Le Bénin a fermé ses frontières avec le Niger via le fleuve Niger, marquant une escalade dans les tensions entre les deux pays depuis l’arrivée des militaires au pouvoir à Niamey en juillet dernier.
Les échanges d’accusations entre les autorités béninoises et nigériennes se multiplient ces dernières semaines, principalement centrés sur la circulation des biens de part et d’autre de la frontière, malgré la levée des sanctions de la Communauté des États de l’Afrique de l’Ouest (CEDEAO) en février à l’encontre des autorités militaires de Niamey qui sont en place depuis le renversement du président nigérien élu, Mohamed Bazoum.
Le passage du fleuve Niger est maintenant bloqué du côté béninois. Le seul point de passage autorisé est le passage terrestre du pont de Malanville, ouvert côté béninois mais fermé côté nigérien.
Le fleuve fait partie des frontières. Le Niger dit que ses frontières avec le Bénin sont fermées. C’est une conséquence. »
Après la levée des sanctions de la CEDEAO, Porto-Novo avait rouvert ses frontières avec Niamey, mais les autorités militaires au pouvoir au Niger n’ont jamais rouvert les leurs.
Jusqu’à récemment, des marchandises, notamment des céréales, continuaient de passer du Bénin vers le Niger via le fleuve, les autorités béninoises fermant les yeux sur ce trafic informel pour montrer leur solidarité envers leurs voisins nigériens.

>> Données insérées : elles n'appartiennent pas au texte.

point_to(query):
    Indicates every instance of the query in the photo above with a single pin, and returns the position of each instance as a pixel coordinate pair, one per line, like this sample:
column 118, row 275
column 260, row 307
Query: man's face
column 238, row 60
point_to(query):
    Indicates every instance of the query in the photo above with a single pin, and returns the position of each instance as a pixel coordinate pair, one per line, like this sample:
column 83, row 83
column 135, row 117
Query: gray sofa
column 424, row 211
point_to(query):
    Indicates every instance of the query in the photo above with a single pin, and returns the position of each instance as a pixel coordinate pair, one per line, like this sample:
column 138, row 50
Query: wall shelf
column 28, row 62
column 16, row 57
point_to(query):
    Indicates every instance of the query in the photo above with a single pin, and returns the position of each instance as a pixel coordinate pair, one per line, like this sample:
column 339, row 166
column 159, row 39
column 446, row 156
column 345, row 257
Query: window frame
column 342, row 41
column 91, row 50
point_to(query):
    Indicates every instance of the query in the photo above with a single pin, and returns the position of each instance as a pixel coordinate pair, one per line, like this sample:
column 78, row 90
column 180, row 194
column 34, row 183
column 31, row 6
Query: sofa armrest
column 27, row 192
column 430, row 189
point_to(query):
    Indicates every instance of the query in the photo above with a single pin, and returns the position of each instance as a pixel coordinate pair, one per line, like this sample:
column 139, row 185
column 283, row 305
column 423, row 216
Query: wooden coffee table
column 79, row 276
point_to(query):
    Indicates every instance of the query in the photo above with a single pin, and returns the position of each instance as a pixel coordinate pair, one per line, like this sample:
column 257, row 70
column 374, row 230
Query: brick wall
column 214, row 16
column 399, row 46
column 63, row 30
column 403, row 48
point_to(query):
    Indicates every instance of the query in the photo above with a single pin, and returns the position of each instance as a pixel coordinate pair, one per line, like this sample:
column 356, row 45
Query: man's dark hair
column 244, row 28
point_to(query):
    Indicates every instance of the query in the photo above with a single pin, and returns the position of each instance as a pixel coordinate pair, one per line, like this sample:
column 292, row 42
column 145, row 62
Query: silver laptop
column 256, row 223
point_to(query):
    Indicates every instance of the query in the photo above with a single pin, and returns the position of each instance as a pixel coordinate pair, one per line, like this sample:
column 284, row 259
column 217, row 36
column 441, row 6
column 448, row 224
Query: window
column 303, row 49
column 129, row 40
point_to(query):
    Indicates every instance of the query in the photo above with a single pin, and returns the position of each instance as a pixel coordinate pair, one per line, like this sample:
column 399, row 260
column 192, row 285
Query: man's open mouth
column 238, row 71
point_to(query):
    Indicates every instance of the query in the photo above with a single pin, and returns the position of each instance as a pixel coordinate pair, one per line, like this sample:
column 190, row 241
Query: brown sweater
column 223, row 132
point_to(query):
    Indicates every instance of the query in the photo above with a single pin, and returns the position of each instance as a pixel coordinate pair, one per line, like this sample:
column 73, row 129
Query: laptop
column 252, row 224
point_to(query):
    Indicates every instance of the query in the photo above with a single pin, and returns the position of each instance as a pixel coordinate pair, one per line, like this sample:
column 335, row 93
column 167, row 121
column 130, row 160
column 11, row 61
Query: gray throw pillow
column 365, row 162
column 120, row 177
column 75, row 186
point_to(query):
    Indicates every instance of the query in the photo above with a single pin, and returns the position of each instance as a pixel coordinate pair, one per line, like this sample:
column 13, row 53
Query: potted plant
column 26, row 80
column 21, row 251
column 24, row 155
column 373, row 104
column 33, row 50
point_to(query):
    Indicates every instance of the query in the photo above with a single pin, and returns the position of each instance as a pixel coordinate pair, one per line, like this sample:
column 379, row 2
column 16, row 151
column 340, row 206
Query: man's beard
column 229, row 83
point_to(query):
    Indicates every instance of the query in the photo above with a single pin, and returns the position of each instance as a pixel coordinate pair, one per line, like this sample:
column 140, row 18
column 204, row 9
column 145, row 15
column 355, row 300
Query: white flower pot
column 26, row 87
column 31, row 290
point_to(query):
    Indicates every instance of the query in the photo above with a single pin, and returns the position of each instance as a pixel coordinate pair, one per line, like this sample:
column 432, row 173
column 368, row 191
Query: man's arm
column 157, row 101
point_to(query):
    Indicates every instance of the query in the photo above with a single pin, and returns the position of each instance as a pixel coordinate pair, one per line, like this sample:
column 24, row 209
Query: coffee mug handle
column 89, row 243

Cependant, le président béninois Patrice Talon a exprimé sa frustration face à la situation, accusant le Niger de traiter le Bénin « comme un ennemi » et de contribuer à l’augmentation du coût de la vie au Bénin en fermant ses frontières.
Le 11 mai, des milliers de Béninois ont manifesté dans les rues de Cotonou pour protester contre la hausse des prix.
Le blocage progressif du passage des marchandises et désormais de la circulation sur le fleuve a été confirmé par des témoignages locaux, avec un important déploiement de forces de sécurité à Malanville, empêchant de nombreux Nigériens de traverser le fleuve.